In the ten years since, how much has been wagered on the big-time tennis events? Put it this way: The Nevada Gaming Commission doesn't even track the number year by year because it's so small.
"Tennis makes up about one-tenth of one percent of our take," says Lucky's bookmaking boss Jimmy Vaccaro. "The last big golf major we probably had $100,000 worth of bets. In tennis, we might have written two big tickets."
Tennis' lack of popularity amongst the American bettoratti is no surprise, really. For starters, the biggest sports betting holidays -- the Super Bowl, the NCAA tourney -- are must see TV. People, at least the degenerates I know, plan vacations around watching those events in Vegas sports books.
But Wimbledon? Doesn't exactly reel in the whales. "Seriously, it's the nuts as an event," says Boston. "But who even knows when it's on?"
Here's another reason that helps explain why golf gets traction, something I call "The Bubbe Theory." My Bubbe is pushing 95 and has cataracts so bad that, to her, even the most crystalline Chicago day is mostly cloudy. But she still listens to the Cubs games, and she still calls me in a fit if she disagrees with something Rick Telander writes in the Chicago Sun Times. She's a sports fan. If she doesn't know you, you're just filling a niche. And niche players, even historically good ones like Roger and Raf, don't drive betting volume. Only the highest profile names attract square money, which inflates wagering totals like a shot of saline to the lips. Bubbe, and the public, loved Agassi, tennis' last cross-the-rubicon, mainstream draw. She also has a crush on Tiger. She's given me standing orders to put a sawbuck on the big cat whenever I walk through a sports book (or mistakenly tap into one via my Internet machine.) That explains why the Masters is getting $100K in action at some books while the four tennis majors might not get that combined this year.
This isn't a case of tennis being a difficult sport to bet. In fact, in Europe, it's probably the second most popular sport for gambling after soccer. Granted, as the WSJ football betting last week and The Mag's Shaun Assael examined in even greater depth last year, that might be because gamblers across the pond see it as an easy game to fix. But it could also be because, over there it holds the kind of sway the big two do over here.
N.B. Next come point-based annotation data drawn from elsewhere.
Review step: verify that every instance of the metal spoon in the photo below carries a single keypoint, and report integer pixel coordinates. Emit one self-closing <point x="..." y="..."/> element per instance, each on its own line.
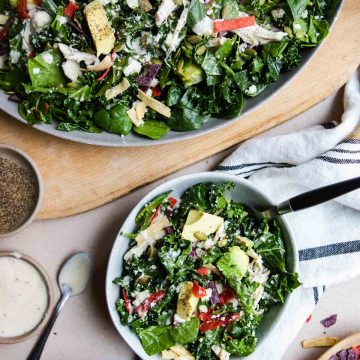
<point x="73" y="279"/>
<point x="309" y="198"/>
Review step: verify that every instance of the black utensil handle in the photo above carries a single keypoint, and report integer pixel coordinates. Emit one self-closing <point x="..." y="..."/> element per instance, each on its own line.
<point x="323" y="194"/>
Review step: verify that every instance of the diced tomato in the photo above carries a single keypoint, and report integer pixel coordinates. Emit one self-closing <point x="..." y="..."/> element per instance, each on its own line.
<point x="32" y="54"/>
<point x="22" y="10"/>
<point x="233" y="24"/>
<point x="214" y="324"/>
<point x="70" y="9"/>
<point x="126" y="301"/>
<point x="3" y="33"/>
<point x="206" y="316"/>
<point x="198" y="291"/>
<point x="203" y="271"/>
<point x="156" y="91"/>
<point x="156" y="213"/>
<point x="104" y="74"/>
<point x="172" y="201"/>
<point x="153" y="299"/>
<point x="226" y="296"/>
<point x="211" y="325"/>
<point x="46" y="108"/>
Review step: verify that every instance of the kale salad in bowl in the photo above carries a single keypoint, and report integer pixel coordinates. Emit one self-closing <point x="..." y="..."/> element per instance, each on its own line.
<point x="144" y="67"/>
<point x="194" y="275"/>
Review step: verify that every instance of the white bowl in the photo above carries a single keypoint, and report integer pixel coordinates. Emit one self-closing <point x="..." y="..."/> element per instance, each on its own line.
<point x="244" y="192"/>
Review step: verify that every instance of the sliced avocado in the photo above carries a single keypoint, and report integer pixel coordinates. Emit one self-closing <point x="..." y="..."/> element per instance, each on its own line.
<point x="199" y="222"/>
<point x="234" y="263"/>
<point x="187" y="302"/>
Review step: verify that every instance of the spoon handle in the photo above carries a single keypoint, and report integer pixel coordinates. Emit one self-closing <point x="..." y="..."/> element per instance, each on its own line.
<point x="318" y="196"/>
<point x="39" y="346"/>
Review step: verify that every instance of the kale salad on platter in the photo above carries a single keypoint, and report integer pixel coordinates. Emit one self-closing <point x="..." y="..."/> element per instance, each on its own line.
<point x="200" y="274"/>
<point x="149" y="66"/>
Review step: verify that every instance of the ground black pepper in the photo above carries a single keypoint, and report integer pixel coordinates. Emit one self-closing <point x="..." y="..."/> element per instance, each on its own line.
<point x="18" y="195"/>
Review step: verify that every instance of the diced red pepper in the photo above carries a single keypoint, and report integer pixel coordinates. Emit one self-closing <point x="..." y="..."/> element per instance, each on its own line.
<point x="227" y="296"/>
<point x="198" y="291"/>
<point x="233" y="24"/>
<point x="214" y="324"/>
<point x="3" y="33"/>
<point x="104" y="74"/>
<point x="206" y="316"/>
<point x="156" y="91"/>
<point x="126" y="301"/>
<point x="153" y="299"/>
<point x="211" y="325"/>
<point x="70" y="9"/>
<point x="172" y="201"/>
<point x="156" y="213"/>
<point x="203" y="271"/>
<point x="22" y="10"/>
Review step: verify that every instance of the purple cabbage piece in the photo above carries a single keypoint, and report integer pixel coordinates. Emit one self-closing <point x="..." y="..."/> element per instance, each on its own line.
<point x="342" y="355"/>
<point x="329" y="321"/>
<point x="352" y="355"/>
<point x="169" y="230"/>
<point x="144" y="81"/>
<point x="215" y="298"/>
<point x="192" y="253"/>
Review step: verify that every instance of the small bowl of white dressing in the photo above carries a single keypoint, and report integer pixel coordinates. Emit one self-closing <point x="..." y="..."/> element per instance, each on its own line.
<point x="25" y="297"/>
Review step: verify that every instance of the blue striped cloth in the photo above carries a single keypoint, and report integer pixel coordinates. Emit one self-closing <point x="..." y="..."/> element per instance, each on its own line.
<point x="327" y="236"/>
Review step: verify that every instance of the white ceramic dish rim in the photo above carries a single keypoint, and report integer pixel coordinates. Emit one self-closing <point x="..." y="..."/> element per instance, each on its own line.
<point x="129" y="337"/>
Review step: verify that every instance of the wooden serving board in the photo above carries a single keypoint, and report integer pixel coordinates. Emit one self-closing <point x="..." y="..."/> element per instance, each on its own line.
<point x="81" y="177"/>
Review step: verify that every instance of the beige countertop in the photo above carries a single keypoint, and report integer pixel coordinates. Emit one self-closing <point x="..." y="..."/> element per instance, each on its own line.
<point x="84" y="330"/>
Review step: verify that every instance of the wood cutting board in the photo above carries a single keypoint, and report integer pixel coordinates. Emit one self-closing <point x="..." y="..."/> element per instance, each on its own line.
<point x="81" y="177"/>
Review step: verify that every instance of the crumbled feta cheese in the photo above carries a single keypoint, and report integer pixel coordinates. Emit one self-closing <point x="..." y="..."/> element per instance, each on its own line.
<point x="203" y="308"/>
<point x="304" y="14"/>
<point x="47" y="57"/>
<point x="71" y="70"/>
<point x="74" y="54"/>
<point x="204" y="27"/>
<point x="278" y="13"/>
<point x="251" y="90"/>
<point x="132" y="4"/>
<point x="140" y="297"/>
<point x="40" y="20"/>
<point x="165" y="9"/>
<point x="132" y="67"/>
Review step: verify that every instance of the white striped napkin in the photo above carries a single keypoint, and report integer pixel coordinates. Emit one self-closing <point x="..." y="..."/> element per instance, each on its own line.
<point x="327" y="236"/>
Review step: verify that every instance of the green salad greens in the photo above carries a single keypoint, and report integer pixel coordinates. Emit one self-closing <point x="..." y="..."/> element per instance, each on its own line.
<point x="200" y="274"/>
<point x="148" y="66"/>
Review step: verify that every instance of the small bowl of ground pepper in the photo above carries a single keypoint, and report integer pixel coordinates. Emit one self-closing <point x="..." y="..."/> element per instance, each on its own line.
<point x="21" y="190"/>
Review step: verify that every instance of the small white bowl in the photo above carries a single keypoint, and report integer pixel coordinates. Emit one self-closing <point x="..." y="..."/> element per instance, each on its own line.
<point x="244" y="192"/>
<point x="23" y="160"/>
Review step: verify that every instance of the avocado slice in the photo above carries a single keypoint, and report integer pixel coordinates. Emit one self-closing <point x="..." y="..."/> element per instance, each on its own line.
<point x="233" y="264"/>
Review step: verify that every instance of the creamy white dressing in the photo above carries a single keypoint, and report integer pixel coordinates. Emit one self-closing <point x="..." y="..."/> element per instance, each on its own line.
<point x="23" y="297"/>
<point x="75" y="273"/>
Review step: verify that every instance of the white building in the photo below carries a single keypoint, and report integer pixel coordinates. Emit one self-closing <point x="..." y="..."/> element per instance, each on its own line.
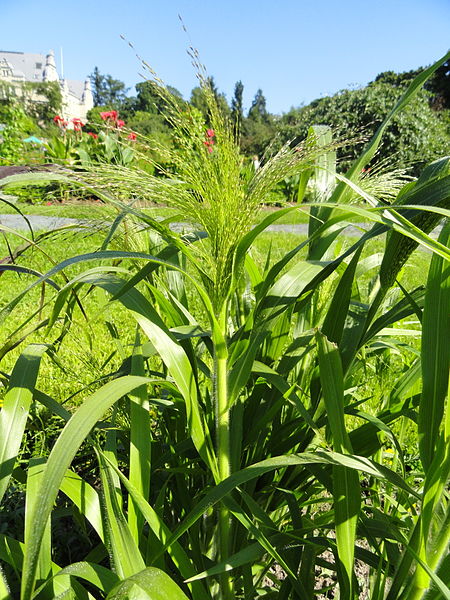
<point x="19" y="67"/>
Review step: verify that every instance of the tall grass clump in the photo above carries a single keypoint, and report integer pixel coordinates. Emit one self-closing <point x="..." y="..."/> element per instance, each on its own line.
<point x="242" y="446"/>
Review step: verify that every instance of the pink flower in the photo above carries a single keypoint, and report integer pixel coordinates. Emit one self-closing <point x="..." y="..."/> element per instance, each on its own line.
<point x="110" y="114"/>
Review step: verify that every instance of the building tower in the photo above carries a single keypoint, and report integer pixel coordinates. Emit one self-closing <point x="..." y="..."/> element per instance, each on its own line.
<point x="50" y="72"/>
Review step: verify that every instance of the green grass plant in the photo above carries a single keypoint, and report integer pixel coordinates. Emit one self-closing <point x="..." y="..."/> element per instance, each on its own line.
<point x="240" y="446"/>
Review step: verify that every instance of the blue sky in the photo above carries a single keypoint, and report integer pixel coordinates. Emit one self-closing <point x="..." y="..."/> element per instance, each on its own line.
<point x="294" y="51"/>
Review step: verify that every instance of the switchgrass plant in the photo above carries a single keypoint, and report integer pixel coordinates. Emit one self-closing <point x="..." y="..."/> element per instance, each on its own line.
<point x="233" y="450"/>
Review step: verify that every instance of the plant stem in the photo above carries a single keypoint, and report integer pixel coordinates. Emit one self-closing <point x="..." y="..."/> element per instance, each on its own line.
<point x="223" y="447"/>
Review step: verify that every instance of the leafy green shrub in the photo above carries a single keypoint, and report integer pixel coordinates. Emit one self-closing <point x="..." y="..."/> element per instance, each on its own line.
<point x="414" y="137"/>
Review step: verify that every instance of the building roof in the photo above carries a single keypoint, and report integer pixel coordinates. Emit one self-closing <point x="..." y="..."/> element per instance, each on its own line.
<point x="25" y="65"/>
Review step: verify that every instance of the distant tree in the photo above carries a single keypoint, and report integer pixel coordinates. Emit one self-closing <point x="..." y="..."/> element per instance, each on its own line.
<point x="439" y="86"/>
<point x="237" y="109"/>
<point x="258" y="109"/>
<point x="150" y="100"/>
<point x="115" y="91"/>
<point x="198" y="99"/>
<point x="106" y="90"/>
<point x="396" y="79"/>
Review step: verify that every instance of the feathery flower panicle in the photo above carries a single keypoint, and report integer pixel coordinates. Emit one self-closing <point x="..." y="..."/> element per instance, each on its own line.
<point x="205" y="180"/>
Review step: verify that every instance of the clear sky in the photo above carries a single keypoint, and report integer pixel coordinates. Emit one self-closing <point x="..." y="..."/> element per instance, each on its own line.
<point x="294" y="51"/>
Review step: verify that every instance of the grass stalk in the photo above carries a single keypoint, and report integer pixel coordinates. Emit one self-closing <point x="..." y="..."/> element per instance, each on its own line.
<point x="223" y="445"/>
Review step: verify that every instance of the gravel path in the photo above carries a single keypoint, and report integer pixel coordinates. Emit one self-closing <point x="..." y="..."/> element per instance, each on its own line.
<point x="39" y="223"/>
Street corners in Spain are peppered with public courts and kids doing their best Raffy impressions. In some war torn parts of Eastern Europe poverty-stricken kids view tennis as an escape route, like football or basketball here. A couple years ago The Mag's Lindsay Berra wrote a great piece about Belgrade's Jelena Jankovic, Ana Ivanovic and Novak Djokovic. They learned the game as kids while bombs were raining down on their homeland. They practiced in drained swimming pools. Not exactly Nick Bolletierri conditions.
In the United States, casual fans think tennis is played four times a year. But on the tightly packed European continent, national interest in homegrown talent runs deep every weekend. Of the ATP's current top 20 players, only two, tennis betting and James Blake, are American. Fourteen are from Europe, representing six different countries.
No wonder fans from Lisbon to Bhudapest get jacked up for the net game, whether it's Wimbledon or a low-level tourney like the Estoril Open in Portugal (congrats to Spain's Albert Montanes for winning that one, btw). Chances are good that someone representing their flag will not only be playing, but have a shot at winning.
And that's all any bettor can ask for.
To visit this sports book go to MySportsbook.com for all your football betting needs.